Because we didn’t choose a specific port number, Netscaler wouldn’t know how to monitor and probe the actual back-end server to see if it is capable of handling requests. Therefore, we need to create our own custom TCP monitor. Click on the Monitor link. By default, you’ll see the ping-default monitor binded. Click on the Add Binding button and then the + button. Give the monitor a name. I chose ‘custom_https’. Then select Type. In the list, select TCP. Open Advanced Parameters section and in the ‘Destination Port’ field, use 443. Click the Create button and then the Bind button. Perform these similar steps for your second server but reusing the custom monitor you’ve just created.
You should have something similar as shown below:
Now head over to Virtual Servers pane to add a new LB virtual server. Give a custom name, Protocol of ANY, IP address of your chosen VIP and with Port of * and hit OK.

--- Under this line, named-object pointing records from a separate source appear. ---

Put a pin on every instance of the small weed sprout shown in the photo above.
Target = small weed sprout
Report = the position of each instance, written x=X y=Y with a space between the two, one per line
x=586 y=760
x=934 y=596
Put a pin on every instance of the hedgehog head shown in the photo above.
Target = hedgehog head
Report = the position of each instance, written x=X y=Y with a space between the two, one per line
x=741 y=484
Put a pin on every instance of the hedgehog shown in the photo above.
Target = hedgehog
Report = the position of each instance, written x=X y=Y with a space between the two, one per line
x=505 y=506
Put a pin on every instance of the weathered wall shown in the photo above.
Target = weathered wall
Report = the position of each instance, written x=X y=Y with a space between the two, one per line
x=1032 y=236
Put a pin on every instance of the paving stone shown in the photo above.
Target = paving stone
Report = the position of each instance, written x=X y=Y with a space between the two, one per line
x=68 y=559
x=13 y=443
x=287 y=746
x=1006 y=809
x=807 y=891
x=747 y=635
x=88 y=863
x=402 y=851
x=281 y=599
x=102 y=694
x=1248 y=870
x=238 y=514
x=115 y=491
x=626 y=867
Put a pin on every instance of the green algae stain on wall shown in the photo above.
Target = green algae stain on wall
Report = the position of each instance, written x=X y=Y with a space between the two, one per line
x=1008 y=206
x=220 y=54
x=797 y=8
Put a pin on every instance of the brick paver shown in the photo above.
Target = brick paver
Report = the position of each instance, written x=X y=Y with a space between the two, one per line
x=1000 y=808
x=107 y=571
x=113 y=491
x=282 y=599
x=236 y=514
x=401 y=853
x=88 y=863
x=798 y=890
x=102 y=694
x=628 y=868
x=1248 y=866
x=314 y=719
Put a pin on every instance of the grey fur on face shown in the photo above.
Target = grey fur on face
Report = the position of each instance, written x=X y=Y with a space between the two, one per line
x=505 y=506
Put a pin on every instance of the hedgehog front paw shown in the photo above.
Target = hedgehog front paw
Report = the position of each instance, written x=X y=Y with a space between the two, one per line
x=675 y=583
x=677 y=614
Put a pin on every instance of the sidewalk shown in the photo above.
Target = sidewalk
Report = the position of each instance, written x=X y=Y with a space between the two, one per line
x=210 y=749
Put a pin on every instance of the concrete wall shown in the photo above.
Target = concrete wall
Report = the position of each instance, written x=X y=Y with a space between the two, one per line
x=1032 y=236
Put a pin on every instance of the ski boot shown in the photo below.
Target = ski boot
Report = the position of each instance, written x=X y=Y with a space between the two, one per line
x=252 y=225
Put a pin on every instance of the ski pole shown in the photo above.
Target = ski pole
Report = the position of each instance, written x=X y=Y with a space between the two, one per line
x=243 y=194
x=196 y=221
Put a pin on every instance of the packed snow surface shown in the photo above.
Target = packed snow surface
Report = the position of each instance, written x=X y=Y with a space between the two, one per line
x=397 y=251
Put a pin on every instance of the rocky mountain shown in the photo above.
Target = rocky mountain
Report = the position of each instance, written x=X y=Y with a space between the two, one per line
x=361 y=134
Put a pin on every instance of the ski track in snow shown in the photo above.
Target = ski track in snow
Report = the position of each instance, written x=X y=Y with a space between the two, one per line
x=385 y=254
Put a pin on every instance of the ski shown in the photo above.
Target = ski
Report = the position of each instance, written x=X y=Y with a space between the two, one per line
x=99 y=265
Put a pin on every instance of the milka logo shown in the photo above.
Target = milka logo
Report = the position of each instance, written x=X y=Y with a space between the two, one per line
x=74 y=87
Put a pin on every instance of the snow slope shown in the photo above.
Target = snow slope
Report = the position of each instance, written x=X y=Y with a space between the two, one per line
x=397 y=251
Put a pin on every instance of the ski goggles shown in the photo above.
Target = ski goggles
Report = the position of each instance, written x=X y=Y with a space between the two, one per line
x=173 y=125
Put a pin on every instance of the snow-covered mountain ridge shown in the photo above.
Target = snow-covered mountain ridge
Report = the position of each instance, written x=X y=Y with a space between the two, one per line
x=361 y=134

Now click on the Service Binding link and select to bind our two newly created services to this virtual server. Finally, select the Persistence advanced setting link on the right side and change it from OTHERS to SOURCEIP.For some reason, I had to switch to SOURCEIP persistence mode because my lab just wasn’t working with the Android Microsoft RDP Client app. It would not connect at all to my farm! I had no other issues with Apple IOS and PC devices.
You should then have something like this in the end. Remember to save your running configuration once you are done!
Finally, your last step is to port forward ports TCP 443 and UDP 3391 on your router to the IP that was mapped to your external LB virtual server on the Netscaler created above.
Our lab is pretty much complete at this point! In our last article of this series, we’ll test the connection to our RDS farm with various devices as well as the LB/HA component of the Netscaler and gateway/web access/connection broker servers.